Bump stocks were banned under the Trump administration with bipartisan support after a shooter in Las Vegas used one to spray more than 1,000 rounds into a crowd at a concert, murdering 60 people and injuring hundreds more. As gun control groups and families of mass shooting victims mourned the Supreme Court’s decision on Friday, the 21-year-old Rittenhouse went online to share his own thoughts: “Time to go celebrate and buy a bump stock!” he wrote on X.
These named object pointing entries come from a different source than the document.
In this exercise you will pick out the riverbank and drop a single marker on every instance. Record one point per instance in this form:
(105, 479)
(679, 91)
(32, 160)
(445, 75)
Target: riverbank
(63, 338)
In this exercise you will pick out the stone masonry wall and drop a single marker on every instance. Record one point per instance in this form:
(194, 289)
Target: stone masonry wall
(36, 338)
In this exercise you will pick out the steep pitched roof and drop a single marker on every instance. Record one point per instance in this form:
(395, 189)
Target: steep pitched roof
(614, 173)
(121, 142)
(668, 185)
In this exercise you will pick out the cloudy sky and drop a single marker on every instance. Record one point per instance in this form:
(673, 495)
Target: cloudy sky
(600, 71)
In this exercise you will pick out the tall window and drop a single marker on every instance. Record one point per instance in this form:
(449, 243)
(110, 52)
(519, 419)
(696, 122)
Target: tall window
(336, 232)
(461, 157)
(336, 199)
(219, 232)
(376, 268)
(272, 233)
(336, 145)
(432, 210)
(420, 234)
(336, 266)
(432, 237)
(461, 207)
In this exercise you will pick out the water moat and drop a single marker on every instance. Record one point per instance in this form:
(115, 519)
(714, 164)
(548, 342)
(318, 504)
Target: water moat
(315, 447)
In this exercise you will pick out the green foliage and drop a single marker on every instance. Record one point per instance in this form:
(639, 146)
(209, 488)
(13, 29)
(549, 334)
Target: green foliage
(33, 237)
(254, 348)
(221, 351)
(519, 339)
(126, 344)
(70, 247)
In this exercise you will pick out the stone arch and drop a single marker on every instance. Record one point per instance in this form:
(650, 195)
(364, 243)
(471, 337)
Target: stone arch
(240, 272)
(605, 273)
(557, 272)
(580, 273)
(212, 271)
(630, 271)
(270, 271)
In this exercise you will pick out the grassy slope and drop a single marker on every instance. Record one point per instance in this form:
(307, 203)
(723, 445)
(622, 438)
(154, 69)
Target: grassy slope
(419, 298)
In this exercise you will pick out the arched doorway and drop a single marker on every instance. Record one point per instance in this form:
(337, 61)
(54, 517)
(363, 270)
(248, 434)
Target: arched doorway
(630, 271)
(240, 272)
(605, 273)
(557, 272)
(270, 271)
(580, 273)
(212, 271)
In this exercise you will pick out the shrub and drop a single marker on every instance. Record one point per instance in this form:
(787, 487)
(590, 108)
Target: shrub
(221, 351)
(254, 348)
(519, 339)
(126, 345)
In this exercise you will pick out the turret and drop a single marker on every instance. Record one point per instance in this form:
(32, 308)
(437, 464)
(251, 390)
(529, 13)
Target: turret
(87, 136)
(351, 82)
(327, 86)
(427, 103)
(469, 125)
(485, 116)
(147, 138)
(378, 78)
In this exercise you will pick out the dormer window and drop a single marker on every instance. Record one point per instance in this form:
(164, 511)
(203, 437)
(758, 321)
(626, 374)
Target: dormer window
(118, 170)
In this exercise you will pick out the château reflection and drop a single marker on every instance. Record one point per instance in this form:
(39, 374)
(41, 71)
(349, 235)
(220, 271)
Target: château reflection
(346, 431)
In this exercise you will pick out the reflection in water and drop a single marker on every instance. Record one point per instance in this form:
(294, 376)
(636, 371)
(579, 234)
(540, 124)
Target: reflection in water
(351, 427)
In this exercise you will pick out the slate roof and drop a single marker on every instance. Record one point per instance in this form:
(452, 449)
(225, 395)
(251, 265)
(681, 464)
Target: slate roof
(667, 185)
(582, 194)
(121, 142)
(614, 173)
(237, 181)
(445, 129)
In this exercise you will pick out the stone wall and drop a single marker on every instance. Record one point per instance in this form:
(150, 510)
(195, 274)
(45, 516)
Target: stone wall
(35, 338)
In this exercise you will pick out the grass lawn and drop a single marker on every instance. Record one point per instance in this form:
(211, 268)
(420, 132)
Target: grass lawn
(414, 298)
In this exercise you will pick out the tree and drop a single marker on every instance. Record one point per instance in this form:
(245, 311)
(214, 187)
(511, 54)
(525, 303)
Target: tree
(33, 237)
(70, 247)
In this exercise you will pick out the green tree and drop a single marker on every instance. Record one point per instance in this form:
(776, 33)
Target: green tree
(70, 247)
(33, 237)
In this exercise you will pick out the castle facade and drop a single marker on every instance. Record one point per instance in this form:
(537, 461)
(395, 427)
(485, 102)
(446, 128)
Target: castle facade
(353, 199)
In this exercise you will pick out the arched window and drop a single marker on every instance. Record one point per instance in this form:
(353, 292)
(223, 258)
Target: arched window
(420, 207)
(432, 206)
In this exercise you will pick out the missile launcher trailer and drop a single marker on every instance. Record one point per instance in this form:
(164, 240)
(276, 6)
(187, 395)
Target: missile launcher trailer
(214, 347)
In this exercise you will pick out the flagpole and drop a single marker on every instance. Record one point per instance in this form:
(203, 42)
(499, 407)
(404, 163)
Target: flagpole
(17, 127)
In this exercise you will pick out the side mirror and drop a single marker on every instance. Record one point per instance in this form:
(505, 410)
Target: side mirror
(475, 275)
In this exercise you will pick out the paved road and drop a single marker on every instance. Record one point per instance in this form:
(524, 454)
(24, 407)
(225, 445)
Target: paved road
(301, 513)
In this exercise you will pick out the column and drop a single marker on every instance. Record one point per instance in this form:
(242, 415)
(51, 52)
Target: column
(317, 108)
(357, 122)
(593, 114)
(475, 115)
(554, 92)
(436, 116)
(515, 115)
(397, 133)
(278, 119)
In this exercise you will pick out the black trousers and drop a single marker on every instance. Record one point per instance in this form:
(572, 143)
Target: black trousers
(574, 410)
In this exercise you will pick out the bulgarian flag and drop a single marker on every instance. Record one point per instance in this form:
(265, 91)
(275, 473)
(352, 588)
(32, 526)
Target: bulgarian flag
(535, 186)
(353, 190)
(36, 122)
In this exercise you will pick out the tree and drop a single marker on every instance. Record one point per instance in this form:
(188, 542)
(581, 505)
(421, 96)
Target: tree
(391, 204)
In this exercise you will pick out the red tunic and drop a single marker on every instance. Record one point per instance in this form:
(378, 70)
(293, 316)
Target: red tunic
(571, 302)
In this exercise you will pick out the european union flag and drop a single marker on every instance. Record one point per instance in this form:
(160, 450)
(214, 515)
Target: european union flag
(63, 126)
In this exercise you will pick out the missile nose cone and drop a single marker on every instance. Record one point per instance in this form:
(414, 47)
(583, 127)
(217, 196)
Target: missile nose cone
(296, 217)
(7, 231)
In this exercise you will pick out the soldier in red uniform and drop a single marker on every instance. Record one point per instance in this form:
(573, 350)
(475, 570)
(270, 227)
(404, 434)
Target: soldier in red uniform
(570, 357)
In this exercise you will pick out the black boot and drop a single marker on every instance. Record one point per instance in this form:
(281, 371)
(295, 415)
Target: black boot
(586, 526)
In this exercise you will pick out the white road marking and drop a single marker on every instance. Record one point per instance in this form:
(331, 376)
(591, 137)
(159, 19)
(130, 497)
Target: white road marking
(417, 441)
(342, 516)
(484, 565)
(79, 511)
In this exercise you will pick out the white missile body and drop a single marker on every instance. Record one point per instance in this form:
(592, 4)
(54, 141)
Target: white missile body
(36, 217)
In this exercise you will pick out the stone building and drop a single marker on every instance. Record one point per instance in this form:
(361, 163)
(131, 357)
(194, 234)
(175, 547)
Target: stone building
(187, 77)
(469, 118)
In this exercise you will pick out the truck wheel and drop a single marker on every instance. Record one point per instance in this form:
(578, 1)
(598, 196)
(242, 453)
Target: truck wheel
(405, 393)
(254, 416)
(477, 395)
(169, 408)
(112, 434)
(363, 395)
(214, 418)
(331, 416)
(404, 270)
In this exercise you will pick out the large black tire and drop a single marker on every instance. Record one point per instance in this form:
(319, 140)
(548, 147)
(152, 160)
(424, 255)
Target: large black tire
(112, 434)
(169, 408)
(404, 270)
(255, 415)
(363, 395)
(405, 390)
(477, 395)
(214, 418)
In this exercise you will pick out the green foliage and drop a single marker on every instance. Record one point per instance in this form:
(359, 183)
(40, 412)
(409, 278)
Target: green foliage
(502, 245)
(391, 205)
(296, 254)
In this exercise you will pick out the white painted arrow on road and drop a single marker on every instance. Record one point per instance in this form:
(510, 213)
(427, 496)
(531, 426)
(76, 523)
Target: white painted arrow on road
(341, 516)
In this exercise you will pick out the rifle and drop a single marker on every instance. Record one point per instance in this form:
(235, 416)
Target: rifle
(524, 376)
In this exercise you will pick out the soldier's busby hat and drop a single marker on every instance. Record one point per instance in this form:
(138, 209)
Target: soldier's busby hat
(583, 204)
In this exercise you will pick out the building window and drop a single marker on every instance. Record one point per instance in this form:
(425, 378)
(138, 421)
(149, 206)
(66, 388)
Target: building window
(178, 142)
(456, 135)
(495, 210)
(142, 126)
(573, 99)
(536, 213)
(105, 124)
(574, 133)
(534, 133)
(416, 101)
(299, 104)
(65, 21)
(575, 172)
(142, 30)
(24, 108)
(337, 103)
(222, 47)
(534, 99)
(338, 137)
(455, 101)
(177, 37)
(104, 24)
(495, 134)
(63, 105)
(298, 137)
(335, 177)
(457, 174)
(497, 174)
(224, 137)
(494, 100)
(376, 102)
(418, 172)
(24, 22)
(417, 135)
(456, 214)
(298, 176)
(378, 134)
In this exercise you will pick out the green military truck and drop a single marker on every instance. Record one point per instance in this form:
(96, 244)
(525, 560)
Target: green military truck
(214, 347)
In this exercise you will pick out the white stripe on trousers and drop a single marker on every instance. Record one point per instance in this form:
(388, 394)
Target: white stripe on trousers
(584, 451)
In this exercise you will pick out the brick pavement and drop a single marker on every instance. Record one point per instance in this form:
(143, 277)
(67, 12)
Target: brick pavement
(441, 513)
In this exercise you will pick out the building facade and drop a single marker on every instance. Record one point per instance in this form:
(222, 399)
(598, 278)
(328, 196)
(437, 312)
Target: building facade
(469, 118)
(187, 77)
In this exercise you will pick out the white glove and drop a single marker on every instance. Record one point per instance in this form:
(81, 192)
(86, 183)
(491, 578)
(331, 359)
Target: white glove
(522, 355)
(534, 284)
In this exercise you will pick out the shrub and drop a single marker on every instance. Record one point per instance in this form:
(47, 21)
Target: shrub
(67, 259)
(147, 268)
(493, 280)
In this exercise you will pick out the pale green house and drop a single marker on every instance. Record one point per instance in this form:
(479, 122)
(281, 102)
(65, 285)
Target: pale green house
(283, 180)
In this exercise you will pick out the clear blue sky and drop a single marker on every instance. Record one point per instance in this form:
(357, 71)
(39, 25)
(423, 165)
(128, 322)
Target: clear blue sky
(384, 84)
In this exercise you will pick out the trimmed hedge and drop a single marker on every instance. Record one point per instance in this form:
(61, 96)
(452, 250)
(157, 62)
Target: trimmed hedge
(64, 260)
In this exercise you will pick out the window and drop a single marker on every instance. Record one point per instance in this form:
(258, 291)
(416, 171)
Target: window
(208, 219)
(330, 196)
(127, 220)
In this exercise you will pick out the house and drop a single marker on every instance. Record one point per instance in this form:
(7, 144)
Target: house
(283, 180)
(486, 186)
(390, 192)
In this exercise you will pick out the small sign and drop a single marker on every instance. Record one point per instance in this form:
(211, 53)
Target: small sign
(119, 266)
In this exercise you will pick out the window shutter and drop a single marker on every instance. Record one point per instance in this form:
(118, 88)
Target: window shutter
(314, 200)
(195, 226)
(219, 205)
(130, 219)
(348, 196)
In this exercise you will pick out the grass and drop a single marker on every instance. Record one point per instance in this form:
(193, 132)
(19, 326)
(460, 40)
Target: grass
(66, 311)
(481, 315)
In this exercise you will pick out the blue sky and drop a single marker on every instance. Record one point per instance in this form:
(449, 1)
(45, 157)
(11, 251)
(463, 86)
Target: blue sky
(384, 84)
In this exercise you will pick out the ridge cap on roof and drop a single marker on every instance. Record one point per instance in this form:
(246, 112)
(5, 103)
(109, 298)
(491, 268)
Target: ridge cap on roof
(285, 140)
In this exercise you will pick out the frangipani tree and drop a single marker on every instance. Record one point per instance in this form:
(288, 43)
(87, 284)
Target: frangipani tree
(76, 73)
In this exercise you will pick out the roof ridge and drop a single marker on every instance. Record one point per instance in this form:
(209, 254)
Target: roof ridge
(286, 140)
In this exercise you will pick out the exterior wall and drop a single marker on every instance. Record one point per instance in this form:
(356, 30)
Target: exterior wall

Rittenhouse became famous in 2020, when he was 17 and fatally shot two Black Lives Matter protesters in Wisconsin. He was acquitted during a criminal trial and now lives in Texas. This month he got a new job as an outreach director for the group Texas Gun Rights, which also took to X after the Supreme Court ruling—to troll. “Next step: Make America Full-Auto again!” the group commented on a post by Everytown for Gun Safety, a gun control nonprofit, after Everytown warned that the justices’ decision had “put countless lives in danger.”

Though the Bureau of Alcohol, Tobacco, Firearms and Explosives banned bump stocks under the Trump administration, Donald Trump said Friday night that he vowed to “fully uphold” the Second Amendment, and that the court’s decision should be respected. President Joe Biden, meanwhile, urged Congress to pass a better law that would ban bump stocks once and for all. “Send me a bill and I will sign it immediately,” he wrote on X.